Wie Radio Prag nach diesem Treffen, an dem auch der Hejtmann des Kreises Liberec Martin Puta teilnahm, zu berichteten wusste, reichen die Gelder allerdings nicht aus. Mindestens 700 Millionen Kronen (28,8 Millionen Euro) müssten demnach für die Kofinanzierung der geplanten Wasserprojekte im Grenzgebiet des Kreises Liberec von tschechischer Seite zusätzlich investiert werden. Dass die von Polen zugesagten Gelder nicht ausreichten, bestätigte auch die tschechische Umweltministerin. Somit müssen offenbar auch das tschechische Landwirtschafts-, das Umweltministerium und auch der Kreis Liberec sowie die Wasserbetriebe Gelder zuschießen.

Dennoch verteidigte die tschechische Regierung die Einigung zuletzt auch immer wieder gegen Kritik an dem Abkommen mit Polen. Sogar Ministerpräsident Petr Fiala betonte auf Twitter am 2. April, dass mit der Einigung "ein Felsbrocken, der die tschechisch-polnischen Beziehungen in den vergangenen Jahren belastet hat", beiseite gerollt worden sei. Anfang Februar hatten sich die beiden Nachbarländer mitten im laufenden Verfahren vor dem Europäischen Gerichtshof (EuGH) geeinigt und das Verfahren damit noch vor dem Urteil beendet. Polen hatte sich zu Kompensationszahlungen in Höhe von 45 Millionen Euro verpflichtet.

Auch wenn Polen und Tschechien bei diesem Thema auf Regierungsebene derzeit Einigkeit demonstrieren - vom Tisch sind die Diskrepanzen über das Vorgehen der polnischen Seite deshalb nicht. Nach wie vor steht im Raum, ob Polen von der EU doch noch zur Rechenschaft gezogen wird, weil es sich bei der Vergabe der Abbaukonzessionen nicht an EU-Recht gehalten hat. Auch von deutscher Seite gibt es weiterhin Druck auch auf die EU-Kommission. So hatte auch die Stadt Zittau immer wieder Forderungen nach Unterstützung aufgemacht.

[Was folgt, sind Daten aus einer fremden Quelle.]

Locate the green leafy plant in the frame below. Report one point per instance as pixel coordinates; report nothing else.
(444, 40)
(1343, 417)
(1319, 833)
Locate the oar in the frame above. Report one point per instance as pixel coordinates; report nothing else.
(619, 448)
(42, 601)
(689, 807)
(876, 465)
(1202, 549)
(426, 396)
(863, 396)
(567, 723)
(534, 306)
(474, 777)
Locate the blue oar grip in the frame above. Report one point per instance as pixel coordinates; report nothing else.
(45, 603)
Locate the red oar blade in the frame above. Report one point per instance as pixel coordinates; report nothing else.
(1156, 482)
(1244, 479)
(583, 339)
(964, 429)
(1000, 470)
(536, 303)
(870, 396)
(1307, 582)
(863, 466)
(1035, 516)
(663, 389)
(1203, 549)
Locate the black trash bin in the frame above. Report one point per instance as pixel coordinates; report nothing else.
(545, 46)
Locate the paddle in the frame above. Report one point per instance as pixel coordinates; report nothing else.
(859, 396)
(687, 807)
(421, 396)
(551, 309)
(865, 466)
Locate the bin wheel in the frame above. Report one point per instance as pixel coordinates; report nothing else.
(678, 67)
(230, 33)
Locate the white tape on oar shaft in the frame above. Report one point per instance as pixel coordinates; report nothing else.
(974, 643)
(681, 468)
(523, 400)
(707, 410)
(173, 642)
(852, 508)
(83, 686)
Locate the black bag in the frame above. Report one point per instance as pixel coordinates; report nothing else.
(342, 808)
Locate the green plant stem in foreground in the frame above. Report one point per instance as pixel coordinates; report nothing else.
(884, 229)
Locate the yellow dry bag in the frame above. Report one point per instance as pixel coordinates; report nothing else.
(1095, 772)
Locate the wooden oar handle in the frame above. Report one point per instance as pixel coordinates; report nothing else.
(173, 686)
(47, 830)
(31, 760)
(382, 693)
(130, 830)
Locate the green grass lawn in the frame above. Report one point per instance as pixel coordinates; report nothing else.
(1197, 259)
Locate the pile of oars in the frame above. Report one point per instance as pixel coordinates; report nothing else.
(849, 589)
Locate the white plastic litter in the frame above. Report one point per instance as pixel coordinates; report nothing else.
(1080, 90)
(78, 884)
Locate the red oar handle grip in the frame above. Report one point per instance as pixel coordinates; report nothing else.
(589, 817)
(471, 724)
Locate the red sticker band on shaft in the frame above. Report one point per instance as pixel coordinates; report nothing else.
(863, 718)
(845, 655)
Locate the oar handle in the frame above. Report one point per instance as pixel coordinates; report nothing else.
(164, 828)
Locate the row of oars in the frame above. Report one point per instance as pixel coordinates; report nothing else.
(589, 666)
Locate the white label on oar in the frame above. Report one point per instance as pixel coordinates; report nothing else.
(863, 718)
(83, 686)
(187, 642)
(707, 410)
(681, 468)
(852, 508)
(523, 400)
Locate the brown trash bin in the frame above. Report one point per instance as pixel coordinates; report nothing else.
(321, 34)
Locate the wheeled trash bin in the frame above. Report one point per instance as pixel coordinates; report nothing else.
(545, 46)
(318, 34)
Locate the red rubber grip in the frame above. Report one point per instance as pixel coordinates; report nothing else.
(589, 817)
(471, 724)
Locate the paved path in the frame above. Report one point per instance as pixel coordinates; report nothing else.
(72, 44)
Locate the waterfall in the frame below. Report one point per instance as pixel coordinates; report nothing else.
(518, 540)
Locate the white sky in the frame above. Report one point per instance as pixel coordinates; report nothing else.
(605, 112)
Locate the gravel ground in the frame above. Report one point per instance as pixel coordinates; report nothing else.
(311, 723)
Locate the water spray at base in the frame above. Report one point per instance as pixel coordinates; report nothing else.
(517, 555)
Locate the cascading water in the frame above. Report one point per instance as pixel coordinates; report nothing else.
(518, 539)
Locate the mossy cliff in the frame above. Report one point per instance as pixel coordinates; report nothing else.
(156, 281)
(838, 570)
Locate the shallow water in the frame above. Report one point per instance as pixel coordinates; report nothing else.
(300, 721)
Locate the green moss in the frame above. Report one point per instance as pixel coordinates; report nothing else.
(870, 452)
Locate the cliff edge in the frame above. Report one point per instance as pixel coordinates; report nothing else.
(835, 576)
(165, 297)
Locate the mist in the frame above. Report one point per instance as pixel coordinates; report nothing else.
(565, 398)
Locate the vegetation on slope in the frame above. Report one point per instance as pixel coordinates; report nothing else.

Turow-Brief mit weitreichenden Forderungen

Vor drei Wochen nun haben die EU-Grünen-Abgeordnete Anna Cavazzini und ihr slowakischer Abgeordneten-Kollege Martin Hojsik einen Turow-Brief an den EU-Umwelt-Kommissar Virginijus Sinkevicius sowie den Vizepräsidenten der EU-Kommission, Frans Timmermans, gesandt. Unterschrieben haben die Forderungen nach weiteren Schritten gegen Polen zum Thema Turow insgesamt 15 EU-Parlamentarier. Dabei wird darauf verwiesen, dass der Kommission noch immer zwei Beschwerden - eine sächsische und eine der Region Liberec - vorliegen. Die Unterzeichner fordern im Brief, das Beste dafür zu tun, "um diese Drei-Länder-Region zu einem Vorzeigebeispiel für einen gerechten Umgang zu machen". Ziel ist "ein Vertragsverletzungsverfahren wegen des Verstoßes gegen mehrere EU-Richtlinien einzuleiten."

Nach der außergerichtlichen Einigung von Polen und Tschechien und dem Abbruch der tschechischen Staatenklage vor dem EuGH schwebte das Thema zunächst im Ungewissen. Nun wollen die Abgeordneten Druck machen, denn in der zwischen Polen und Tschechien getroffenen "Vereinbarung geht es um Entschädigung, nicht um die Lösung des Problems", heißt es in dem Brief. Die EU-Kommission hat noch nicht auf den Brief reagiert.